10:15 AM - 10:30 AM
[SIT26-06] Impact of subduction of H2O on intermediate depth seismicity, slow slip, and mantle wedge hydrology.
Keywords:subduction zones, intermediate-depth seismicity, two-phase flow
Intermediate-depth seismicity in a number of well-studied subduction zones appears to be related to the dehydration of blueschist-facies rock in cold subduction zones and that of antigorite in warm subduction zones. In the case of the cold Alaska subduction zone seismicity appears to be limited to the predicted dehydration boundary, but seismicity is wide spread and occurs more shallowly in Tohoku and Hokkaido, suggestion rehydration embrittlement is favored over dehydration embrittlement.
Two-phase flow models confirm that fluids tend to at least partly flow back up the slab supporting such mechanism for intermediate-depth seismicity.

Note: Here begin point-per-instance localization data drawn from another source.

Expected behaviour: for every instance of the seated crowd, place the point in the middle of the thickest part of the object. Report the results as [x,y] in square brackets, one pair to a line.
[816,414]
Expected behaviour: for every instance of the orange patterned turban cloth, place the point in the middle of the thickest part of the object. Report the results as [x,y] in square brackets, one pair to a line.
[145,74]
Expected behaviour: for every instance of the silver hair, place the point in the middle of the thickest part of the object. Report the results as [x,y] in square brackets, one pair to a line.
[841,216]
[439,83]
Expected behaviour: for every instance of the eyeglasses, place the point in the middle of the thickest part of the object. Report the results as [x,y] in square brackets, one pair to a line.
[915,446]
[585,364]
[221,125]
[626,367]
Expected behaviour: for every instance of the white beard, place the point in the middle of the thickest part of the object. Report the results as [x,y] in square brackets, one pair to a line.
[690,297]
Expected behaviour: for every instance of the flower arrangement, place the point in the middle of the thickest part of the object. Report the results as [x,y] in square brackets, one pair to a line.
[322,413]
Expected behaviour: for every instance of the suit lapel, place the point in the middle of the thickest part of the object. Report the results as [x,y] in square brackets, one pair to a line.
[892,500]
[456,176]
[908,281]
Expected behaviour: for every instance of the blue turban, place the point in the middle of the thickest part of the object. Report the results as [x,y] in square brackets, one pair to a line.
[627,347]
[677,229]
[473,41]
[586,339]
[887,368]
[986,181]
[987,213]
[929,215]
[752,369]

Focusing of flow in the lowermost mantle wedge in subduction zones with concave geometry may be responsible for the patches of high rates of slow slip events observed in Cascadia and Nankai.
Fluids originating from the slab below arc depth are also expected to cause serpentinization of the cold fore-arc corner in the mantle wedge, although the most effect serpentinization is observed in warm subduction zones where dehydration below the fore-arc also contributes free fluids.